Entre los puntos en oferta se encuentra la explanada de Malecón y Perseverancia, donde antes existía un edificio ahora reducido a un descampado con basura y grafitis. Otro ejemplo es la esquina de Malecón y Crespo, que aún conserva escombros del inmueble que colapsó hace años, dejando incluso heridos en su momento. Allí, el Estado apenas cercó el área con una valla metálica y ahora la oferta como si fuera un activo funcional.
La Empresa de Gestión del Patrimonio S.A., vinculada a la Oficina del Historiador de La Habana, ha incluido estos terrenos entre los seis espacios disponibles hasta el 30 de junio, bajo el argumento de “rehabilitar el Centro Histórico” y “dinamizar la economía local”. Sin embargo, la realidad sobre el terreno dista mucho del lenguaje institucional.

Quien decida participar deberá no solo pagar tarifas desde 150 CUP por metro cuadrado al mes, sino asumir costos exorbitantes en limpieza, infraestructura, equipamiento y seguridad. Vecinos de la zona lo resumen así: “El que se meta ahí tiene que tener dinero de sobra y ganas de perderlo”.
Las otras parcelas ofertadas —como las ubicadas en las esquinas del Malecón con Escobar y con Genios— presentan un panorama similar: plazoletas vacías, edificios demolidos y espacios sin servicios básicos. Incluso en La Habana Vieja, donde una de las ofertas está en las calles Aguacate y O’Reilly, el deterioro convierte en utopía cualquier emprendimiento viable. Muchos de estos lugares han sido tomados por vertederos informales o son refugio de personas sin hogar.
En contraste, el único espacio con condiciones aceptables es un stand en los Antiguos Almacenes de San José, cercano a la bahía, donde aún subsiste algo de infraestructura aprovechable. Aun así, el éxodo migratorio ha vaciado parte del mercado, y lo que una vez fue símbolo del renacer artesanal hoy luce desgastado y sin vida.
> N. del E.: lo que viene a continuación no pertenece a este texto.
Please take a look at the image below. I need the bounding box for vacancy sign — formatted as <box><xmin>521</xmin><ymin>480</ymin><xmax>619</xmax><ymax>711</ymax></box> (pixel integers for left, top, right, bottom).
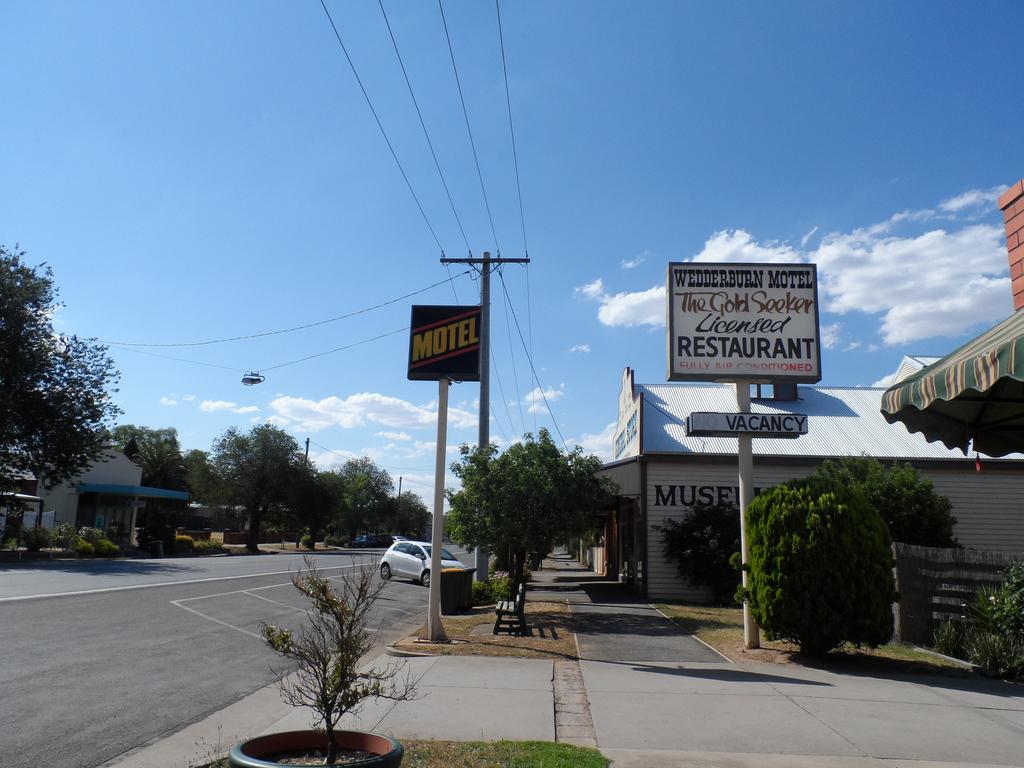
<box><xmin>668</xmin><ymin>262</ymin><xmax>821</xmax><ymax>384</ymax></box>
<box><xmin>686</xmin><ymin>413</ymin><xmax>807</xmax><ymax>437</ymax></box>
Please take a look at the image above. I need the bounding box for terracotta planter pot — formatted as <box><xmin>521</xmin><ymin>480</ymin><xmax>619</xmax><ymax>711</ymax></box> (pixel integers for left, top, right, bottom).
<box><xmin>227</xmin><ymin>730</ymin><xmax>406</xmax><ymax>768</ymax></box>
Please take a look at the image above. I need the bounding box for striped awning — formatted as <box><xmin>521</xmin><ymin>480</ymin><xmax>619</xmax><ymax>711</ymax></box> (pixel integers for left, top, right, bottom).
<box><xmin>882</xmin><ymin>311</ymin><xmax>1024</xmax><ymax>456</ymax></box>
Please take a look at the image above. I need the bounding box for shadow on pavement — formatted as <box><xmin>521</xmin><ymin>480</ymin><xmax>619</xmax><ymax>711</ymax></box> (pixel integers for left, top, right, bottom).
<box><xmin>618</xmin><ymin>662</ymin><xmax>833</xmax><ymax>688</ymax></box>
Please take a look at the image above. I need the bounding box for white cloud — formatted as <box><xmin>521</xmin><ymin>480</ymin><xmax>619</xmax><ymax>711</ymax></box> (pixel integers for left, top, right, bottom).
<box><xmin>597</xmin><ymin>286</ymin><xmax>665</xmax><ymax>327</ymax></box>
<box><xmin>871</xmin><ymin>371</ymin><xmax>896</xmax><ymax>389</ymax></box>
<box><xmin>377</xmin><ymin>432</ymin><xmax>413</xmax><ymax>441</ymax></box>
<box><xmin>821</xmin><ymin>323</ymin><xmax>843</xmax><ymax>349</ymax></box>
<box><xmin>939</xmin><ymin>185</ymin><xmax>1009</xmax><ymax>213</ymax></box>
<box><xmin>523</xmin><ymin>384</ymin><xmax>565</xmax><ymax>414</ymax></box>
<box><xmin>569</xmin><ymin>422</ymin><xmax>615</xmax><ymax>462</ymax></box>
<box><xmin>270</xmin><ymin>392</ymin><xmax>477</xmax><ymax>431</ymax></box>
<box><xmin>199</xmin><ymin>400</ymin><xmax>239</xmax><ymax>414</ymax></box>
<box><xmin>199</xmin><ymin>400</ymin><xmax>259</xmax><ymax>414</ymax></box>
<box><xmin>572</xmin><ymin>278</ymin><xmax>604</xmax><ymax>299</ymax></box>
<box><xmin>589</xmin><ymin>187</ymin><xmax>1013</xmax><ymax>351</ymax></box>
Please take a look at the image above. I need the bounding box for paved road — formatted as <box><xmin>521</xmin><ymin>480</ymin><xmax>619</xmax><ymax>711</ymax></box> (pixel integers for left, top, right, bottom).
<box><xmin>0</xmin><ymin>552</ymin><xmax>436</xmax><ymax>768</ymax></box>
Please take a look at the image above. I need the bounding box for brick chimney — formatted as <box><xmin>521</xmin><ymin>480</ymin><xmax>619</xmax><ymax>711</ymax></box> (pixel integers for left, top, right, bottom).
<box><xmin>999</xmin><ymin>179</ymin><xmax>1024</xmax><ymax>310</ymax></box>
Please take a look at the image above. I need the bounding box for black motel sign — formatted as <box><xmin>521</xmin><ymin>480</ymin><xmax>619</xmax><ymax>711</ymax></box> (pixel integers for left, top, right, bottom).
<box><xmin>409</xmin><ymin>304</ymin><xmax>480</xmax><ymax>381</ymax></box>
<box><xmin>686</xmin><ymin>413</ymin><xmax>807</xmax><ymax>437</ymax></box>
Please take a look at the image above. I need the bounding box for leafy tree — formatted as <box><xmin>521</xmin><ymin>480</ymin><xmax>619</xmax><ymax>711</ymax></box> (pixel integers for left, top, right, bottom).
<box><xmin>181</xmin><ymin>449</ymin><xmax>222</xmax><ymax>504</ymax></box>
<box><xmin>112</xmin><ymin>424</ymin><xmax>188</xmax><ymax>490</ymax></box>
<box><xmin>338</xmin><ymin>457</ymin><xmax>394</xmax><ymax>537</ymax></box>
<box><xmin>0</xmin><ymin>246</ymin><xmax>120</xmax><ymax>489</ymax></box>
<box><xmin>658</xmin><ymin>502</ymin><xmax>740</xmax><ymax>605</ymax></box>
<box><xmin>746</xmin><ymin>474</ymin><xmax>897</xmax><ymax>655</ymax></box>
<box><xmin>447</xmin><ymin>429</ymin><xmax>610</xmax><ymax>588</ymax></box>
<box><xmin>212</xmin><ymin>424</ymin><xmax>304</xmax><ymax>552</ymax></box>
<box><xmin>818</xmin><ymin>456</ymin><xmax>957</xmax><ymax>547</ymax></box>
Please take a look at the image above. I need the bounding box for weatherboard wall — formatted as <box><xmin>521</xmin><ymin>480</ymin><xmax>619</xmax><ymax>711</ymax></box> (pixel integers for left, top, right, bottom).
<box><xmin>645</xmin><ymin>457</ymin><xmax>1024</xmax><ymax>602</ymax></box>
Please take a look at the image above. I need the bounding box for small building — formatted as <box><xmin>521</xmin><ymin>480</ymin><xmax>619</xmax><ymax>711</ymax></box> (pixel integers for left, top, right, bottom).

Mientras tanto, el Estado traslada la responsabilidad del rescate urbano a emprendedores locales que enfrentan inflación, escasez de materiales, falta de garantías legales y un entorno político hostil. Las condiciones impuestas en la licitación no contemplan apoyo alguno para iniciar los proyectos, ni facilidades fiscales, ni exenciones temporales.
Más que un intento por reactivar el tejido económico, la licitación parece ser otro intento desesperado del régimen por monetizar el colapso, convirtiendo su abandono institucional en oportunidad de negocio a riesgo ajeno. En definitiva, vender ruinas a precio de oro bajo el disfraz de “desarrollo local”.